Forty-five Texas school superintendents have been quietly investigated and disciplined since 2012, an investigation by the Texas Monitor and Real Clear Investigations has uncovered.
Superintendents are the unelected administrators of independent school districts, appointed by elected school board members.
These superintendents were sanctioned for offenses ranging from embezzlement to sexual misconduct, often under secretive circumstances meant to avoid electoral fallout for school board members.
School administrators, a group that includes superintendents, are represented by the Texas Association of School Administrators. TASA has lobbied for less accountability from the Texas Education Administration for many legislative sessions. Their most recent effort was to weaken SB 7, a bill that passed in the most recent legislative session, and created stronger penalties for sexual misconduct by school officials.

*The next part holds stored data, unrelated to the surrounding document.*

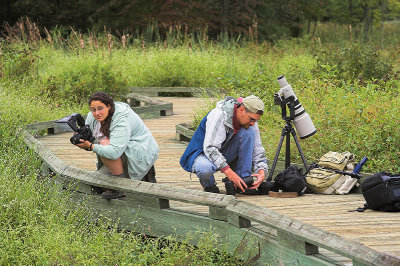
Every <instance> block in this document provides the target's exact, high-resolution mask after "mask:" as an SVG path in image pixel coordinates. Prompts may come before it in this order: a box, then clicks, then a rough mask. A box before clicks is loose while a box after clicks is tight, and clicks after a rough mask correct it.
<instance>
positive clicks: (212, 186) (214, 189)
mask: <svg viewBox="0 0 400 266" xmlns="http://www.w3.org/2000/svg"><path fill="white" fill-rule="evenodd" d="M204 191H205V192H211V193H219V188H218V187H217V186H216V185H214V186H212V187H205V188H204Z"/></svg>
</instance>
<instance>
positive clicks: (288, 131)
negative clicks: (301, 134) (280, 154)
mask: <svg viewBox="0 0 400 266" xmlns="http://www.w3.org/2000/svg"><path fill="white" fill-rule="evenodd" d="M285 130H286V154H285V169H286V168H288V167H289V166H290V132H291V131H292V130H293V129H291V126H290V125H286V126H285Z"/></svg>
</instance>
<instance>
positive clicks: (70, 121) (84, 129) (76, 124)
mask: <svg viewBox="0 0 400 266" xmlns="http://www.w3.org/2000/svg"><path fill="white" fill-rule="evenodd" d="M56 123H66V124H67V125H69V127H70V128H71V129H72V130H73V131H74V132H75V134H74V135H73V136H72V137H71V138H70V139H69V140H70V141H71V143H72V144H74V145H76V144H79V143H81V142H80V139H83V140H87V141H89V142H91V143H93V141H94V137H93V135H92V131H91V130H90V127H89V125H85V119H83V117H82V116H81V114H78V113H73V114H71V115H69V116H66V117H64V118H61V119H59V120H57V121H56Z"/></svg>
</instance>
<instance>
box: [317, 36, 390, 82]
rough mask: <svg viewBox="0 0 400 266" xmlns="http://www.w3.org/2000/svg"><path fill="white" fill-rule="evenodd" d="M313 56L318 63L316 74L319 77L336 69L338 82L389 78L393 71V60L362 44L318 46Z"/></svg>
mask: <svg viewBox="0 0 400 266" xmlns="http://www.w3.org/2000/svg"><path fill="white" fill-rule="evenodd" d="M313 55H314V57H315V59H316V61H317V63H316V65H315V68H314V73H315V74H317V75H319V74H320V73H324V72H326V71H327V70H329V69H332V68H334V69H335V70H336V74H337V75H336V78H337V80H349V81H351V82H354V81H356V80H359V81H365V82H367V81H370V80H373V79H381V78H383V77H385V76H386V77H387V76H388V75H389V74H390V73H391V72H392V69H393V66H392V64H391V63H390V62H391V60H390V59H389V58H387V57H386V56H384V55H383V53H382V52H381V51H379V50H377V49H375V48H373V47H372V46H370V45H366V44H361V43H351V44H349V45H345V46H344V47H343V46H336V45H325V46H317V47H316V49H315V50H314V52H313Z"/></svg>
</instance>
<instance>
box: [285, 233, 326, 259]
mask: <svg viewBox="0 0 400 266" xmlns="http://www.w3.org/2000/svg"><path fill="white" fill-rule="evenodd" d="M278 242H279V244H281V245H282V246H284V247H287V248H289V249H293V250H295V251H297V252H299V253H301V254H304V255H314V254H318V253H319V252H318V247H317V246H315V245H313V244H310V243H307V242H306V241H304V240H303V239H301V238H298V237H296V236H295V235H293V234H291V233H289V232H287V231H283V230H278Z"/></svg>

Stronger transparency measures, TASA lobbyists say, could lead to an “open season on educators.”
School boards are institutionally discouraged from addressing superintendent misconduct aggressively, due to a pervasive notion in the broader school system that it can damage school boards’ abilities to recruit top-quality superintendents.
Top-level administrators are also tied into complex long-term contracts with school boards that make firing them difficult. This is unlike most private employees in Texas who are retained at-will, and can be fired at any time for unsatisfactory performance or misconduct.
Parents should demand more accountability and transparency from the school board members they elect. Superintendents exist to serve students and teachers; as soon as they fail to carry out that role, they should be removed from office swiftly.